Download or read book How to Destroy Surveillance Capitalism written by Cory Doctorow and published by . This book was released on 2020-12-29 with total page pages. Available in PDF, EPUB and Kindle. Book excerpt: OneZero, Medium's official technology publication, is thrilled to announce a print-on-demand edition of How to Destroy Surveillance Capitalism by Cory Doctorow, with an exclusive new chapter. How to Destroy Surveillance Capitalism was first published online in August, where it was an instant hit with readers, scholars, and critics alike. For years now, we've been hearing about the ills of surveillance capitalism - the business of extracting, collecting, and selling vast reams of user data that has exploded with the rise of tech giants like Google, Facebook, and Amazon. But what if everything we've been hearing is wrong? What if surveillance capitalism is not some rogue capitalism or a wrong turn taken by some misguided corporations? What if the system is working exactly as intended - and the only hope of restoring an open web is to take the fight directly to the system itself? In Doctorow's timely and crucial new nonfiction work, the internationally bestselling author of Walkaway, Down and Out in the Magic Kingdom, and Little Brother, argues that if we're to have any hope of destroying surveillance capitalism, we're going to have to destroy the monopolies that currently comprise the commercial web as we know it. Only by breaking apart the tech giants that totally control our online experiences can we hope to return to a more open and free web - one where predatory data-harvesting is not a founding principle. Doctorow shows how, despite popular misconception, Facebook and Google do not possess any "mind-control rays" capable of brainwashing users into, say, voting for a presidential candidate or joining an extremist group - they have simply used their monopoly power to profit mightily off of people interested in doing those things and made it easy for them to find each other.Doctorow takes us on a whirlwind tour of the last 30 years of digital rights battles and the history of American monopoly - and where the two intersect. Through a deeply compelling and highly readable narrative, he makes the case for breaking up Google, Facebook, Amazon, and Apple as a means of ending surveillance capitalism.

Book Surveillance Valley

Download or read book Surveillance Valley written by Yasha Levine and published by PublicAffairs. This book was released on 2018-02-06 with total page 352 pages. Available in PDF, EPUB and Kindle. Book excerpt: The internet is the most effective weapon the government has ever built. In this fascinating book, investigative reporter Yasha Levine uncovers the secret origins of the internet, tracing it back to a Pentagon counterinsurgency surveillance project. A visionary intelligence officer, William Godel, realized that the key to winning the war in Vietnam was not outgunning the enemy, but using new information technology to understand their motives and anticipate their movements. This idea -- using computers to spy on people and groups perceived as a threat, both at home and abroad -- drove ARPA to develop the internet in the 1960s, and continues to be at the heart of the modern internet we all know and use today. As Levine shows, surveillance wasn't something that suddenly appeared on the internet; it was woven into the fabric of the technology. But this isn't just a story about the NSA or other domestic programs run by the government. As the book spins forward in time, Levine examines the private surveillance business that powers tech-industry giants like Google, Facebook, and Amazon, revealing how these companies spy on their users for profit, all while doing double duty as military and intelligence contractors. Levine shows that the military and Silicon Valley are effectively inseparable: a military-digital complex that permeates everything connected to the internet, even coopting and weaponizing the antigovernment privacy movement that sprang up in the wake of Edward Snowden. With deep research, skilled storytelling, and provocative arguments, Surveillance Valley will change the way you think about the news -- and the device on which you read it.
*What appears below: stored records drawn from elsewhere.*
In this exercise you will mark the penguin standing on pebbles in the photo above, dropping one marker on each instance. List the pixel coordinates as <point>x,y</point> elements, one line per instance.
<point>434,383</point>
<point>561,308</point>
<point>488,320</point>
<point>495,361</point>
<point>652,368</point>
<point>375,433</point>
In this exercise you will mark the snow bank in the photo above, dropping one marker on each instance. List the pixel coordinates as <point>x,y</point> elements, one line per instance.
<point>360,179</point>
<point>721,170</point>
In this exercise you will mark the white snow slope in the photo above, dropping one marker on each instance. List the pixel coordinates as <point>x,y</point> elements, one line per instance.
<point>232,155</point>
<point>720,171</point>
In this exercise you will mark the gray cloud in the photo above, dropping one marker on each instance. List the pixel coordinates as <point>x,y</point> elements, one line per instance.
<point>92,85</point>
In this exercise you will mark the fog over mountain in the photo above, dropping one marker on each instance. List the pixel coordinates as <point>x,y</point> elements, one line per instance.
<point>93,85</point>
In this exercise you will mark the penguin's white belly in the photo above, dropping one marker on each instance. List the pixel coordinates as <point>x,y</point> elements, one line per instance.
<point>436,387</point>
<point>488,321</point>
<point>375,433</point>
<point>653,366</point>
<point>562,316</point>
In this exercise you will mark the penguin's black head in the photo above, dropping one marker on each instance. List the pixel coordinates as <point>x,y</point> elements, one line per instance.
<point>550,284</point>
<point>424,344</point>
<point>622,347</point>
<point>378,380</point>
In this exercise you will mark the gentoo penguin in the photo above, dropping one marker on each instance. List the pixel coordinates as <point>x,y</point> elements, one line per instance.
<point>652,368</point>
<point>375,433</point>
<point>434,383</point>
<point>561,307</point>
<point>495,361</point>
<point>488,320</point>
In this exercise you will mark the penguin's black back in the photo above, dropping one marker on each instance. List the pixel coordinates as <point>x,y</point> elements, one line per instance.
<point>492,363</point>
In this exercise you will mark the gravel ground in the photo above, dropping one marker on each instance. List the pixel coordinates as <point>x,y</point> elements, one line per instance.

Book Between Truth and Power

    Book Details:
  • Author : Julie E. Cohen
  • Publisher : Oxford University Press
  • Release : 2019
  • ISBN : 0190246693
  • Pages : 377 pages

Download or read book Between Truth and Power written by Julie E. Cohen and published by Oxford University Press. This book was released on 2019 with total page 377 pages. Available in PDF, EPUB and Kindle. Book excerpt: This work explores the relationships between legal institutions and political and economic transformation. It argues that as law is enlisted to help produce the profound economic and sociotechnical shifts that have accompanied the emergence of the informational economy, it is changing in fundamental ways.

Book Feed

    Book Details:
  • Author : M. T. Anderson
  • Publisher : Candlewick Press
  • Release : 2010-05-11
  • ISBN : 0763651559
  • Pages : 311 pages

Download or read book Feed written by M. T. Anderson and published by Candlewick Press. This book was released on 2010-05-11 with total page 311 pages. Available in PDF, EPUB and Kindle. Book excerpt: Identity crises, consumerism, and star-crossed teenage love in a futuristic society where people connect to the Internet via feeds implanted in their brains. Winner of the LA Times Book Prize. For Titus and his friends, it started out like any ordinary trip to the moon - a chance to party during spring break and play around with some stupid low-grav at the Ricochet Lounge. But that was before the crazy hacker caused all their feeds to malfunction, sending them to the hospital to lie around with nothing inside their heads for days. And it was before Titus met Violet, a beautiful, brainy teenage girl who knows something about what it’s like to live without the feed-and about resisting its omnipresent ability to categorize human thoughts and desires. Following in the footsteps of George Orwell, Anthony Burgess, and Kurt Vonnegut, Jr., M. T. Anderson has created a brave new world - and a hilarious new lingo - sure to appeal to anyone who appreciates smart satire, futuristic fiction laced with humor, or any story featuring skin lesions as a fashion statement.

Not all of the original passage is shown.